As freshmen initiate their first years of total freedom and bliss, they ponder about the legend of the “freshman 15.”
According to Ashley Medina, a kinesiology sophomore, life in the resident halls at San Diego State tends to lead students into an unhealthy diet and inevitably an unhealthy lifestyle.
“Even though it is nice to live close to campus. The 10-minute walk to campus does not compensate the thousands of calories consumed daily at the diner or the food market,” Medina said.
When walking inside East Commons, the first impression after the massive crowd and huge lines is the intoxicating smell of fried food. Although there is always an option hiding in the corner of the menu for the minority of students who are vegetarians, vegans or just trying to be healthy, most items are based on a high-carbohydrate and high-sugar diet.
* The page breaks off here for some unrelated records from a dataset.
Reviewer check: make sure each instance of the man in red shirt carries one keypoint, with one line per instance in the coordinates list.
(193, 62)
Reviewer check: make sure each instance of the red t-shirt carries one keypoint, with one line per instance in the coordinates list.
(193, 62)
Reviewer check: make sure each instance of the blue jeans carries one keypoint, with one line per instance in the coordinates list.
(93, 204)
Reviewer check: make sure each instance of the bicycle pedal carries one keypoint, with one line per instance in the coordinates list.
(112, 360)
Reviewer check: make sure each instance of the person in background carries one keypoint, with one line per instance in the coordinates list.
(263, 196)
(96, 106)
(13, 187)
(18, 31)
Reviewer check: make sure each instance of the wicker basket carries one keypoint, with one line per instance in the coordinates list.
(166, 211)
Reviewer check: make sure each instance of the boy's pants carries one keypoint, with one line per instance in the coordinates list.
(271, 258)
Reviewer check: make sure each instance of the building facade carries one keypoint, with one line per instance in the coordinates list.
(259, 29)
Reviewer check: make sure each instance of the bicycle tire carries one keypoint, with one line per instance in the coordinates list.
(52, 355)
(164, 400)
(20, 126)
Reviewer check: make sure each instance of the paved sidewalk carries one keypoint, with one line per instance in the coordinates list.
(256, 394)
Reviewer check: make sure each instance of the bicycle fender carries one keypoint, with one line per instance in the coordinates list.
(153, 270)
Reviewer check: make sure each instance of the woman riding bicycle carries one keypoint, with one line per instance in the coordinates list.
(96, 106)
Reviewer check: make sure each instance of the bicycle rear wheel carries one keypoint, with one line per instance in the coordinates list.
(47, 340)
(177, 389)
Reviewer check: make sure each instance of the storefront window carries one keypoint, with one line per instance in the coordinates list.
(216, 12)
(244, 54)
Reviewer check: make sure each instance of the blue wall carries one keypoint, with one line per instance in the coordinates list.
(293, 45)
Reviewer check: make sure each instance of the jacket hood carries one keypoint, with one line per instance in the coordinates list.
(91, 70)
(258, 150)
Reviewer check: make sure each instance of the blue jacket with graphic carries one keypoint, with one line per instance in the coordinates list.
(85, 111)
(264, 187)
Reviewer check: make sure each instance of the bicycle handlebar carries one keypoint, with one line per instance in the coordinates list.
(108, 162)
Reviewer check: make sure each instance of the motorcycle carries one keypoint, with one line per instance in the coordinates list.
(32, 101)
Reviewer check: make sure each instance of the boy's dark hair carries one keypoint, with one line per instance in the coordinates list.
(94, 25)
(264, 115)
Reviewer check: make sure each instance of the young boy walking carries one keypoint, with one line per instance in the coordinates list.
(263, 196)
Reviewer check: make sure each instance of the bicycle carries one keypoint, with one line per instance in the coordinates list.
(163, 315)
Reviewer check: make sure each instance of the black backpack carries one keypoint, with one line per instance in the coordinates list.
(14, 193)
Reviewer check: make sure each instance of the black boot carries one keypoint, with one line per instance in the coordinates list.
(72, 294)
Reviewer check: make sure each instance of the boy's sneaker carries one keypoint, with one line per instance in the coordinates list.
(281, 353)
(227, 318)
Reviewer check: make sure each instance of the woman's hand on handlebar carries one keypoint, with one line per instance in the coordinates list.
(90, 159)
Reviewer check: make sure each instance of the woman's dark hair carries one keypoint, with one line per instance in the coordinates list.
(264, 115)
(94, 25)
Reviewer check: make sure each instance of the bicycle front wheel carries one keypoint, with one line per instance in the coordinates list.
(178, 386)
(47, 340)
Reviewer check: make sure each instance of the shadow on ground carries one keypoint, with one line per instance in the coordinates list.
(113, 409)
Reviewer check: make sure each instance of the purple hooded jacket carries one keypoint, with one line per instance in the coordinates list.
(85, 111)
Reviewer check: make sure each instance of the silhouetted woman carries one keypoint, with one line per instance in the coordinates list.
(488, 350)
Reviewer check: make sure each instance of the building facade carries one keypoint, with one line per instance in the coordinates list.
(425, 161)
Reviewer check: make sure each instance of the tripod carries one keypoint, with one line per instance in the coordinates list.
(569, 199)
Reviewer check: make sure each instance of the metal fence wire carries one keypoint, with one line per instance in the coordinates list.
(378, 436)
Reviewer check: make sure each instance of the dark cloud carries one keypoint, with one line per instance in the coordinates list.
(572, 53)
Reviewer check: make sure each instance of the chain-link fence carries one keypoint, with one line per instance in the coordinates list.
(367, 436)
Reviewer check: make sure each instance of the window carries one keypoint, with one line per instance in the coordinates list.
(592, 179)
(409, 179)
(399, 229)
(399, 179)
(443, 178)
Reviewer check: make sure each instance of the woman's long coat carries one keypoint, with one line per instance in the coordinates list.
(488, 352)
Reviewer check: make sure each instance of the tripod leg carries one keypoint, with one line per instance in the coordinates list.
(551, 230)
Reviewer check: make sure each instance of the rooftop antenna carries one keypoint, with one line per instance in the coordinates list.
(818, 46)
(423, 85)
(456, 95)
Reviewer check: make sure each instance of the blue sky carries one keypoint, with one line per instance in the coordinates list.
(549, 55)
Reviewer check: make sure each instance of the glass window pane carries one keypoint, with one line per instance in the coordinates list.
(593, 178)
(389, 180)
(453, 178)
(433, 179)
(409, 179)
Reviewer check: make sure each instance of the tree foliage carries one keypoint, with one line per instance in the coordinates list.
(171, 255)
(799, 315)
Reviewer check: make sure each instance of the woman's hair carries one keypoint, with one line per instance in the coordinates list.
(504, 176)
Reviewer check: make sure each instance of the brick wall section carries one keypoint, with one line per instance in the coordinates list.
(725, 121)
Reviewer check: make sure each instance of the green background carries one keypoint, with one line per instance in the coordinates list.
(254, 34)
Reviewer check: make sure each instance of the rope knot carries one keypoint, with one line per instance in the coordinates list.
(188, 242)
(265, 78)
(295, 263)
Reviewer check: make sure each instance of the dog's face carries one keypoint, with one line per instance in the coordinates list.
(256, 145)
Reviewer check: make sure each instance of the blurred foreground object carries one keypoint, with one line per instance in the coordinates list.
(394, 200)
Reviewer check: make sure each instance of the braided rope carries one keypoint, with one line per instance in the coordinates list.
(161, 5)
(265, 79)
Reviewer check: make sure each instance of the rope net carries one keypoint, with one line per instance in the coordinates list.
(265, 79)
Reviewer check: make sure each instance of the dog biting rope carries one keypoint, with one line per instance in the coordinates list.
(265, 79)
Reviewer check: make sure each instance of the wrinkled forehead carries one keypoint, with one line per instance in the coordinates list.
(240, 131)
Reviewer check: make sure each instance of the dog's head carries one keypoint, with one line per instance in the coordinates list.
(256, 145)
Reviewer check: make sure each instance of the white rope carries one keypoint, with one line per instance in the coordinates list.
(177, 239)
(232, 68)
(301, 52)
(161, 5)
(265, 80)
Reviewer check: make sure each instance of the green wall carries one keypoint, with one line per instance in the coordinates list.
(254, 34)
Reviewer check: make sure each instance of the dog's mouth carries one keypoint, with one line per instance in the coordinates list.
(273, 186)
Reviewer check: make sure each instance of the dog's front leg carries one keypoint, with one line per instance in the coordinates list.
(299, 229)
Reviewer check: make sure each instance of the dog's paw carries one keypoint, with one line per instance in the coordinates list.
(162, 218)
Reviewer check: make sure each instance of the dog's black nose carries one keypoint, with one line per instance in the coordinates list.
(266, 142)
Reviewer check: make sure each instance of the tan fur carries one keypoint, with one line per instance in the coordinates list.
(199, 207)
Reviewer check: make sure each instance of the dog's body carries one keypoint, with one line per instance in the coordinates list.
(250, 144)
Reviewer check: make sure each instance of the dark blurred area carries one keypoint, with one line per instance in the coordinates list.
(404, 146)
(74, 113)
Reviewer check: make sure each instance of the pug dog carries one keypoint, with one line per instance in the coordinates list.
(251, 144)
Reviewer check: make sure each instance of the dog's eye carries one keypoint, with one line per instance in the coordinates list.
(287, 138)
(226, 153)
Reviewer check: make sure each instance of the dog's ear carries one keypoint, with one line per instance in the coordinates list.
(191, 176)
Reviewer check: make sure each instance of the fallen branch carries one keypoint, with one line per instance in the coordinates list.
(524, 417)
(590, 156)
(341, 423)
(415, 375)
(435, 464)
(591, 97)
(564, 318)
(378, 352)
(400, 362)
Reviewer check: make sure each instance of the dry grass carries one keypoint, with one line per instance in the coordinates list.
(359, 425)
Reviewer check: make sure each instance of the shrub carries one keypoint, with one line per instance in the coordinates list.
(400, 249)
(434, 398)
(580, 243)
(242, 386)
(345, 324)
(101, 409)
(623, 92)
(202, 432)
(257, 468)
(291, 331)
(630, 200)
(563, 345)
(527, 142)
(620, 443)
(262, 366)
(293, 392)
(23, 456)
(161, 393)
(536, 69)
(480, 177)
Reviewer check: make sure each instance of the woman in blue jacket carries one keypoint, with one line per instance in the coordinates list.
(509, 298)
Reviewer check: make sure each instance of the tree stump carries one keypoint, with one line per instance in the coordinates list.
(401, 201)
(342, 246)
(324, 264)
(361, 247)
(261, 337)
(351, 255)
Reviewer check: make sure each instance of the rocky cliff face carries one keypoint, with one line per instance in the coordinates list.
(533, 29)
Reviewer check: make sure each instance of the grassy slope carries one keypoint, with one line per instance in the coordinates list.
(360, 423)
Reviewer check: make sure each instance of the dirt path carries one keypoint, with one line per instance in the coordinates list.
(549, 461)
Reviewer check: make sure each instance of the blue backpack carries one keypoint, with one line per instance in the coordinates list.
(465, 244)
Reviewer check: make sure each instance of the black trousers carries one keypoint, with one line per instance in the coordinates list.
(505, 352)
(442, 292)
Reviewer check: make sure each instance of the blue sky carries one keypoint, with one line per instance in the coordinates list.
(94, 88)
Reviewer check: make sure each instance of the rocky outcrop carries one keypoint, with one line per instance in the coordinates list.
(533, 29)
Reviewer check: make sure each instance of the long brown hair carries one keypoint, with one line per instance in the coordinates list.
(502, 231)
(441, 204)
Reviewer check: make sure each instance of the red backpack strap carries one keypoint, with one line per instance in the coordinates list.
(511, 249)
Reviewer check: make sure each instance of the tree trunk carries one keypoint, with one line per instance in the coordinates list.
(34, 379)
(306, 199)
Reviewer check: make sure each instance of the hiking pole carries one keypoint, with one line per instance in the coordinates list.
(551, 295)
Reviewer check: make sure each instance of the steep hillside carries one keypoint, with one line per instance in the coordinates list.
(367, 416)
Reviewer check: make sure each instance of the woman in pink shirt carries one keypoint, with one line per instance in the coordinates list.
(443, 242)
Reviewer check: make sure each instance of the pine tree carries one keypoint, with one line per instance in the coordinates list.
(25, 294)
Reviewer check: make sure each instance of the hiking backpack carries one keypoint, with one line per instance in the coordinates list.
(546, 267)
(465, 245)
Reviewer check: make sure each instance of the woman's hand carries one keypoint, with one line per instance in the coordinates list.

An alternative dining option, the thursday farmers market, allows students to lean toward different types of food not normally found on campus. The farmers market, which started Fall 2009, was meant to be a special event for Earth Day rather than a weekly occurrence on campus, according to Brian Wynne, the general manager of concessions for SDSU Dining Services.
“Students voted with their dollars,” Wynne said. “Organic was what we were aiming for at first, but the organic stalls were the first to go when they didn’t make enough profit to keep their business here on campus.”
When considering the limited options vegetarians and vegans have on campus, they are often tempted to give into the unhealthier options to avoid hunger, Bernice Rodriguez, a member of e3, the on-campus organization that ignited the farmer’s market movement, said.
“You don’t get too many options when you are a vegetarian,” Rodriguez said. “You could say that the small percentage of vegetarians are discriminated by the fast food society, which is why we began the farmers market, to have a healthier option.”
The vast fast food options can also be problematic for vegetarians.
“When I am home I usually cook vegetarian meals,” Sofiane Akoubi, an employee of Baba Foods, a Greek food kiosk in the farmers market, said. “But when you go out you are attracted to the food around the area, which is usually only fast food.”
According to Akoubi, though the fast food prices may be affordable, the huge portions are more than any one person needs.
“Why not buy less for less?” Akoubi asked. “I don’t need five burgers for $4, I just need one burger for possibly $1.”
When comparing the fast food business with the meal plan the deal is the same: Eat more for what is available to spend, and usually the food offered is not the healthiest.
“I was living in Cuic,” Alex Howe, another employee of Baba Foods, said. “I had the fat-kid meal plan. You had to spend all the money in your plan at the end of the day and all there was to eat was fatty foods.”
According to Howe, who also struggled with the “freshman 15” his first year of college because of the unhealthy meal plans, the healthier options on campus such as the farmers market and Peabody’s are not included in the meal plan. Instead you get Starbucks and Panda Express as an option.
“Vegetarians may become extinct here at SDSU,” Akoubi said. “That is if the food services on campus maintain zero options for vegetarians and vegans, unless a peanut butter and jelly sandwich counts as an option.”